Because breaking out of poverty is a hard thing to do. It is certainly possible, beginning with a focus on achieving at a high level early in school (which can be a difficult task when dealing with life issues imposed by poverty). Doing extremely well in high school, which can lead to college, scholarships, etc. is one of the few exits on the freeway to adult poverty for impoverished children. Once that ship has sailed, they could go into trades, such as electrical and plumbing/heating. Most, won't, instead bouncing from job to job with no hope of ever improving their station in life, and will have their own children, instantly worsening their own financial situation and continuing the cycle.
But none of that means it's impossible or that it requires luck to break out of (again, assuming they live in a country with abundant economic opportunity). It requires hard work, discipline, and perhaps most importantly, an understanding that the limits their parents ran into that resulted in their impoverished upbringing are not insurmountable.
I would disagree with your luck statement. I broke out of poverty. My parents were both unskilled labor, we were on assistance at least once that I can recall.
Part of what allowed me to escape is luck. Yes it required that I developed early and so was ahead of my peers in education. It also required hard work to capitalize on that lead.
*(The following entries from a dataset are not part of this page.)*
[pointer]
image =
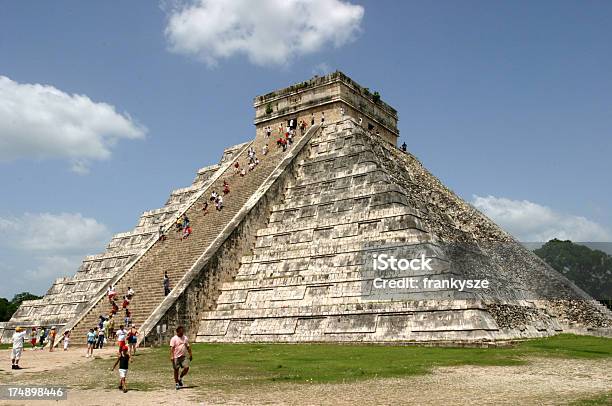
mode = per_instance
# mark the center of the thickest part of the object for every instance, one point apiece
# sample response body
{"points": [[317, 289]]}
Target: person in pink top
{"points": [[179, 348]]}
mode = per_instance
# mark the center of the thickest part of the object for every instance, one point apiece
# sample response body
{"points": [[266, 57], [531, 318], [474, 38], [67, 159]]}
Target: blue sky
{"points": [[509, 103]]}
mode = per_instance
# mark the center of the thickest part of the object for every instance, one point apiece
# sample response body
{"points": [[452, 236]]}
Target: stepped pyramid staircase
{"points": [[177, 256], [309, 276], [69, 296]]}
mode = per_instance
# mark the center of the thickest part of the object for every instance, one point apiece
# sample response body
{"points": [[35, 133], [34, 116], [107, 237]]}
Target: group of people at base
{"points": [[180, 356], [180, 353], [39, 337]]}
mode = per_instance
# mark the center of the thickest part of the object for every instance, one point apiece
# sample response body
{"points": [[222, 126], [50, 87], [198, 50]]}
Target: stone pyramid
{"points": [[291, 257]]}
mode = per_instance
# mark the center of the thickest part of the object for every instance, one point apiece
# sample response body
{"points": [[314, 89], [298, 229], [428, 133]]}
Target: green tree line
{"points": [[589, 269]]}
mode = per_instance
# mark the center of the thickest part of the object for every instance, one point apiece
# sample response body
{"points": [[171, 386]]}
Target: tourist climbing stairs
{"points": [[176, 255]]}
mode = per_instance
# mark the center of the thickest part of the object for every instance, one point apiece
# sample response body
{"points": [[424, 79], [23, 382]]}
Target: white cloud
{"points": [[35, 249], [38, 248], [42, 122], [44, 233], [266, 31], [529, 221]]}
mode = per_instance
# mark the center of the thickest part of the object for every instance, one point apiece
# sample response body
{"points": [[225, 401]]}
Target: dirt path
{"points": [[542, 381]]}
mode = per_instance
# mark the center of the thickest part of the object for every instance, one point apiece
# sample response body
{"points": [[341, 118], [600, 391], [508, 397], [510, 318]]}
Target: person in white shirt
{"points": [[18, 340], [121, 336]]}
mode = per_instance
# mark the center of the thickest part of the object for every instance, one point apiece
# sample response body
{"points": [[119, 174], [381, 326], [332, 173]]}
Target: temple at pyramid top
{"points": [[327, 96]]}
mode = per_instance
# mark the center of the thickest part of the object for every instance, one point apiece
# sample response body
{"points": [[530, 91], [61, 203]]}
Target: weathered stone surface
{"points": [[289, 259]]}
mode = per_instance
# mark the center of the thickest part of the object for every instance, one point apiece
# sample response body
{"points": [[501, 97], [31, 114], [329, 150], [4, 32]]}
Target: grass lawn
{"points": [[227, 366]]}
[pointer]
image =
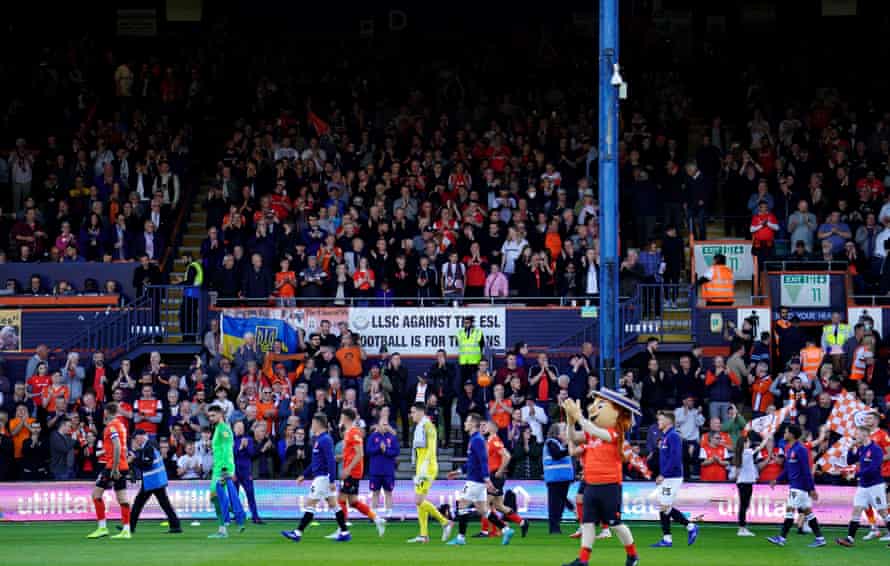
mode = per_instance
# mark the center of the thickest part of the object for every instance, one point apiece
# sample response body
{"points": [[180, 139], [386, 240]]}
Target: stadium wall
{"points": [[283, 499]]}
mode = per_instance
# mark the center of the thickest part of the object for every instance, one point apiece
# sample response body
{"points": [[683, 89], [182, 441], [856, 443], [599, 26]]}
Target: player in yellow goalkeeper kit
{"points": [[423, 454]]}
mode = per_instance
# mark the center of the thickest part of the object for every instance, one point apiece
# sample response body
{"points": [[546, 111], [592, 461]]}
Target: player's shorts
{"points": [[387, 483], [473, 491], [422, 487], [602, 504], [874, 496], [320, 488], [349, 486], [104, 481], [498, 484], [668, 491], [799, 499]]}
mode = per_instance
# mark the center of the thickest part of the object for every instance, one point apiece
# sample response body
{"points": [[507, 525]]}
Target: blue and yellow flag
{"points": [[266, 330]]}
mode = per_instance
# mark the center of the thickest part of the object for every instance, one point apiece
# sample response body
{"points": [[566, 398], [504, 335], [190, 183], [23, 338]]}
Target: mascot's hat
{"points": [[619, 400]]}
However, what kept more than one of my cohorts from escaping was bad luck. A family member had a health issue, a legal issue, whatever. Their need to care for their family caused them to miss an opportunity (Get a job rather than go to college).
Unless you're advocating living life as a sociopath and ditching people as 'dead weight', luck is absolutely part of escaping poverty.
In my original comment, I said that there's no reason to be poor, with a couple of exceptions - including bad luck. With hard work and discipline, you don't need to have especially good luck to break out of poverty, but yes, any bad luck can wreak havoc on the life of anyone in almost any socioeconomic circumstance. This is why it's still important to have social safety nets, even if the general public doesn't like the fact that these nets will save both the very unlucky and irresponsible people/those that simply don't want to contribute to society.
Luck is luck. Whether you call it bad luck that they had an adversity to overcome that I did not, or good luck that I did not have that adversity, you're still talking about fortune.
In any case, whether you say it is that the parents are poor or that they are drug addicts or don't care or whatever, you're talking about things outside the control of the individual. I cannot choose the parents I was born to.